Most people never go to Antarctica. A handful travel there to work in the summer (October–February) and of those handful only a select few are crazy enough to maroon themselves in darkness and extreme subzero temperatures for six long months. New Zealander and longtime Antarctic communications technician Anthony Powell taught himself filmmaking, and even hand-engineered camera equipment strong enough to withstand the Antarctic winter in order to share his rare “winter-over” experiences with the wider world.

Antarctica’s popular image of a land dominated by scientists, penguins, and a handful of daring National Geographic photographers overlooks a significant population of support staff: firefighters, mechanics, administrative staff, and technicians. Powell takes viewers along for a full year of life as a support staff worker in McMurdo Station, the main American base of operations in Antarctica. The film focuses particularly on the “Winters,” as they call themselves, exploring the physical and emotional toll of living isolated from the rest of the world as they keep the scientific bases functioning long after the majority of the seasonal staff has departed for warmer climes.

In interviews with a retail clerk, a dispatcher, a cafeteria worker, and many others, a picture gradually takes shape. These are normal people, not experts with exotic degrees. They also hum with a slightly offbeat vitality. These are the people who choose alternative paths—people whose cold-nipped faces blaze with life and a self-deprecating sense of humor over their love affair with a place that, in winter time, brews the equivalent of a Category 1 hurricane every week. (Category 5-type storms only hit a couple of times each winter. No biggie.)

The many repeat tours of duty among the Winters and Summers are particularly amazing, since—as may people point out in the documentary—they’ve come to Antarctica to work. They arrive off the plane, and “Ivan the Terra Bus” carts them into McMurdo Station, where they go to work. And sleep. And watch the same movies repeatedly. And work. There are very few—if any—opportunities to take in the glorious scenery, either because of the danger or because of the limited resources available for sight-seeing. So, to keep active and avoid going stir-crazy, their antics seem like something you’d see in a college dorm—albeit, one equipped with carabiners, warehouse rafters, and grown adults willing to swing into a tower of empty boxes blindfolded.

Fortunately, audiences get to escape via helicopter-cam into the spectacular mountains and silent valleys—a landscape unlike anywhere else on earth. Powell’s down-to-earth touch as a filmmaker strikes a careful balance between philosophical or romantic musings and a keen desire to keep things real. Even after the obligatory funny penguin scenes, Powell is quick to remind viewers that in real life, a penguin colony is horrendously smelly and littered with penguin corpses.

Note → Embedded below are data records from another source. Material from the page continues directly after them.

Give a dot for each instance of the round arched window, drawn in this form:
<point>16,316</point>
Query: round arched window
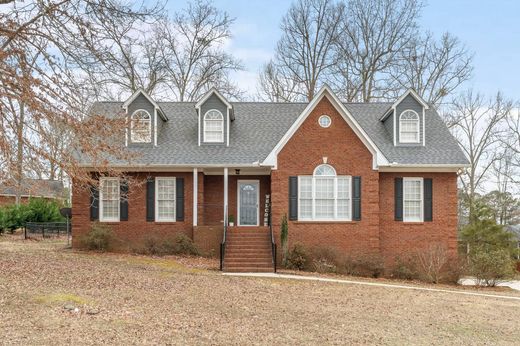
<point>324,121</point>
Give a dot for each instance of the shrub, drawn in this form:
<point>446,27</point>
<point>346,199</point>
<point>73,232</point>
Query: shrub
<point>363,265</point>
<point>489,267</point>
<point>181,244</point>
<point>36,210</point>
<point>404,269</point>
<point>99,238</point>
<point>324,260</point>
<point>184,245</point>
<point>297,257</point>
<point>432,264</point>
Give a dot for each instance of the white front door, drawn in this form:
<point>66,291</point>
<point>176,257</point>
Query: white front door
<point>248,202</point>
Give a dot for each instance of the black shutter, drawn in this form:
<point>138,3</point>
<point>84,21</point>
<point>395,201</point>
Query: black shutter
<point>293,198</point>
<point>179,199</point>
<point>356,198</point>
<point>398,194</point>
<point>150,200</point>
<point>94,203</point>
<point>123,201</point>
<point>428,199</point>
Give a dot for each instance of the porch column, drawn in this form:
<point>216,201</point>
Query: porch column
<point>225,195</point>
<point>195,195</point>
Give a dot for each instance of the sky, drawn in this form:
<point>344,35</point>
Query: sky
<point>489,29</point>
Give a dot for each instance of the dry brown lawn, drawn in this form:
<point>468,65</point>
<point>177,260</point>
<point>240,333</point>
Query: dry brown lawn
<point>125,299</point>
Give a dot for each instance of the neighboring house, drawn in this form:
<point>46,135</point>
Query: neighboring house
<point>31,188</point>
<point>369,179</point>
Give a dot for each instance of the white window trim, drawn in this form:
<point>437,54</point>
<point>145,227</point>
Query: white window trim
<point>149,126</point>
<point>324,116</point>
<point>222,132</point>
<point>156,201</point>
<point>102,218</point>
<point>421,183</point>
<point>313,191</point>
<point>418,127</point>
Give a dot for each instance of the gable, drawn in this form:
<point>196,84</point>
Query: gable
<point>409,103</point>
<point>377,157</point>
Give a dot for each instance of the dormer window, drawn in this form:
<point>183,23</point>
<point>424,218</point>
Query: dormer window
<point>409,127</point>
<point>141,127</point>
<point>213,126</point>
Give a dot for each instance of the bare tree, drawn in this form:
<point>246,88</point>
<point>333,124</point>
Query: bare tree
<point>192,48</point>
<point>433,68</point>
<point>304,53</point>
<point>477,125</point>
<point>42,93</point>
<point>273,86</point>
<point>372,35</point>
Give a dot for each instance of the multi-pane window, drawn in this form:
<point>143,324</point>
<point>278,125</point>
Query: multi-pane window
<point>413,199</point>
<point>213,126</point>
<point>409,127</point>
<point>109,194</point>
<point>165,199</point>
<point>141,127</point>
<point>324,195</point>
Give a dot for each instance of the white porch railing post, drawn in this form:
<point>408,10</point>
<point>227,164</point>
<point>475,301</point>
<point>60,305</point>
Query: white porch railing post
<point>225,194</point>
<point>195,195</point>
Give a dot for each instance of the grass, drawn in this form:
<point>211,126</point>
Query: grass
<point>175,300</point>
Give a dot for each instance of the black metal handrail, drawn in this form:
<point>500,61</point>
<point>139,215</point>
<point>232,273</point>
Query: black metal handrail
<point>223,243</point>
<point>273,243</point>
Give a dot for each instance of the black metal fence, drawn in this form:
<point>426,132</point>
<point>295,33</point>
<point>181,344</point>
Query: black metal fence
<point>47,229</point>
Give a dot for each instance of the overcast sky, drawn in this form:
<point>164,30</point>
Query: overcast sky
<point>490,29</point>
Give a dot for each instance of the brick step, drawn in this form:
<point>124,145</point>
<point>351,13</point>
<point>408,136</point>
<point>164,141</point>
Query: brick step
<point>249,269</point>
<point>248,242</point>
<point>242,255</point>
<point>248,247</point>
<point>248,236</point>
<point>248,264</point>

He also addresses the climate-change elephant as the fact of life it is for everyone involved in Antarctic work, whether by showing roads rendered impassible by unsound ice or by showing the sublime sunsets that damaged ozone layer produces. One retail clerk reflects that these may be the “golden years” for Antarctica. So many nations playing together nicely all in the name of science. Where else in the world do people get along on this level? The woman adds that someday—someday—the treaty preserving Antarctica for science will end, and someone will discover oil, and the glorious silence, and clarity, and peace of the place will be over. Suddenly, their urgent desire to go back year after year makes a little more sense.

And oh, the stars. The floor of heaven is thick inlaid indeed.

Antarctica: A Year on Ice is rated PG for mild thematic elements and language.